Turkic ethnic group in Xinjiang, China

Uzbeks (乌孜别克族 (Wūzībiékèzú); O‘zbeklar) are one of the 56 officially recognized ethnic groups in China. The total population of China's Uzbeks in 2021 was 12,742, scattered in Yining, Tacheng, Ürümqi, and Yarkant in Xinjiang. Most of them live in urban areas and a few in rural areas. The Danangou Uzbek Township, located in Changji Hui Autonomous Prefecture, is the only township designated for Uzbeks in China.

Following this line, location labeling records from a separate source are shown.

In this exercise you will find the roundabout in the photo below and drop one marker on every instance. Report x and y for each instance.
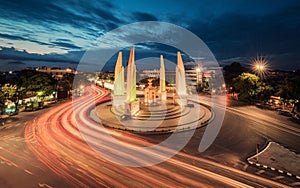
(154, 119)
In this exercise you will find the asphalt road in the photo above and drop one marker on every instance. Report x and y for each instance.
(55, 153)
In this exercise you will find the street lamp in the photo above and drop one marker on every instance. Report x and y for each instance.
(260, 66)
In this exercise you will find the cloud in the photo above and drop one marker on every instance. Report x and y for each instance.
(66, 45)
(141, 16)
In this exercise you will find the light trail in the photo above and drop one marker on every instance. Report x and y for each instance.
(55, 139)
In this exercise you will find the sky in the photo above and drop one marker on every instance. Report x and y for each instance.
(234, 30)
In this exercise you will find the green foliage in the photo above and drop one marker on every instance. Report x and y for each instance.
(232, 71)
(289, 90)
(12, 93)
(250, 87)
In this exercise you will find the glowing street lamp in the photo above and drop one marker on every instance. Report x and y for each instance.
(260, 66)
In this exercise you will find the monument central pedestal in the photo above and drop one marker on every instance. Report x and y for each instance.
(132, 108)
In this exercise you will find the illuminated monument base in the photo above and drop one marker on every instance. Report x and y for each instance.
(163, 96)
(131, 108)
(181, 100)
(119, 101)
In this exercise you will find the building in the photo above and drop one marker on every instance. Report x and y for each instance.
(56, 73)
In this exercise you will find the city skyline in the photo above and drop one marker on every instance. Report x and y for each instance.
(61, 32)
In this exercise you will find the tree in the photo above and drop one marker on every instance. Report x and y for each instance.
(40, 83)
(232, 71)
(289, 90)
(13, 93)
(247, 85)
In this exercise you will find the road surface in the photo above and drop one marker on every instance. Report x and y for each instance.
(65, 159)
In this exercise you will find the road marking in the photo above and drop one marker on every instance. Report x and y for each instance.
(245, 167)
(45, 185)
(278, 177)
(27, 171)
(260, 172)
(295, 184)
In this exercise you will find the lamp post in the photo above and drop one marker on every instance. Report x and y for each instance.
(260, 66)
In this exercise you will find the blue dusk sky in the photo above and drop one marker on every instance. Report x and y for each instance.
(58, 32)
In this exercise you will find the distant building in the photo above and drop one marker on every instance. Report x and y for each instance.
(56, 72)
(194, 74)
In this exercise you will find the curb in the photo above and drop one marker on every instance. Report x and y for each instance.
(268, 167)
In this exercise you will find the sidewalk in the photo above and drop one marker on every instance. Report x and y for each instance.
(279, 158)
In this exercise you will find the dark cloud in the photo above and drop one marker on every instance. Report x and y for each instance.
(12, 37)
(231, 29)
(140, 16)
(67, 44)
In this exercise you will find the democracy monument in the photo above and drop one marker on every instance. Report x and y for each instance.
(156, 111)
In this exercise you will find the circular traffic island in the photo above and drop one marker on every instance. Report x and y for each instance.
(154, 118)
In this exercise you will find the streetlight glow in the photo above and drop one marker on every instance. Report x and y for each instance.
(260, 66)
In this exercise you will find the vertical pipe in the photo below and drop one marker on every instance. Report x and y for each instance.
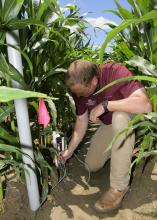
(23, 126)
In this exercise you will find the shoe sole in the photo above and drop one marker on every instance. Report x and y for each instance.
(98, 211)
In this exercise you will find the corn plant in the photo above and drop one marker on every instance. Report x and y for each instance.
(136, 46)
(49, 39)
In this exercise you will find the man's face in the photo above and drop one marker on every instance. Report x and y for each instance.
(84, 90)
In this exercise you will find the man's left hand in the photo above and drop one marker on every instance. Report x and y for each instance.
(96, 112)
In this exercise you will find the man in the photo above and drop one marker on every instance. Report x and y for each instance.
(113, 108)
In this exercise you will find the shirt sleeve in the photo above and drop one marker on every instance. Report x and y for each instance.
(126, 88)
(80, 103)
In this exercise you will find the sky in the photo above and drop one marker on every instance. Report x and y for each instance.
(93, 10)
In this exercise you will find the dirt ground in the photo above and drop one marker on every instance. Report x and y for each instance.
(75, 196)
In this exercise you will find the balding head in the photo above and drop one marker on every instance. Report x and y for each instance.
(80, 71)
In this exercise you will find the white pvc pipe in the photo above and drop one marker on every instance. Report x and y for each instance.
(24, 126)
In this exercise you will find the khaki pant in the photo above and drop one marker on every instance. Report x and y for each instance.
(120, 154)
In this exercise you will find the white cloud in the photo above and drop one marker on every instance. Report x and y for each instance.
(99, 22)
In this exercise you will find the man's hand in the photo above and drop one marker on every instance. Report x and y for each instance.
(96, 112)
(66, 154)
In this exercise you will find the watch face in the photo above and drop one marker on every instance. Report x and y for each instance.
(105, 103)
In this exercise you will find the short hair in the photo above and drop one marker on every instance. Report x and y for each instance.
(80, 71)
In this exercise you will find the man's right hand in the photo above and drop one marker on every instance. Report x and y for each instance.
(66, 154)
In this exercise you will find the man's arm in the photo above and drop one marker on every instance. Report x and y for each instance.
(138, 102)
(79, 131)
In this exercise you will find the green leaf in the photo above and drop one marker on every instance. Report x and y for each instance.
(143, 65)
(20, 24)
(125, 14)
(5, 111)
(8, 71)
(5, 135)
(8, 94)
(11, 9)
(149, 16)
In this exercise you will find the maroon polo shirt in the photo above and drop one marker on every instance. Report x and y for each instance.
(108, 73)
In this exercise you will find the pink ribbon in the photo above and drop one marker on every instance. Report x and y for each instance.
(43, 114)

The Uzbeks in southern Xinjiang speak Uyghur because they have lived amongst the Uyghurs for a long time, and the Uzbeks in the pastoral areas of northern Xinjiang speak Kazakh.

== History ==
The history of Uzbeks in China dates back to the time of the Golden Horde, which existed in Central Asia and parts of China from the 13th to the 15th centuries. Many Uzbeks in China are descendants of merchants who traveled along the Silk Road, while others arrived in the 1750s following historical events in the region.

== Demographics ==
Uzbeks are one of the 56 officially recognized ethnic groups in China, with a population of approximately 10,000, making up less than 0.001% of the total population. They primarily reside in Xinjiang, particularly in cities such as Yining, Tacheng, Ürümqi, Yarkant, Yecheng, and Kashgar. Traditionally, Uzbeks in China have been urban dwellers, engaging in commerce and business. In the 1990s, less than 30% were farmers or herders; most were factory workers, technicians, and traders. Their literacy levels were among the highest in Xinjiang.

In 1953, more than 13,600 Uzbeks were recorded in China. By the 1964 census, this number had changed to around 7,700.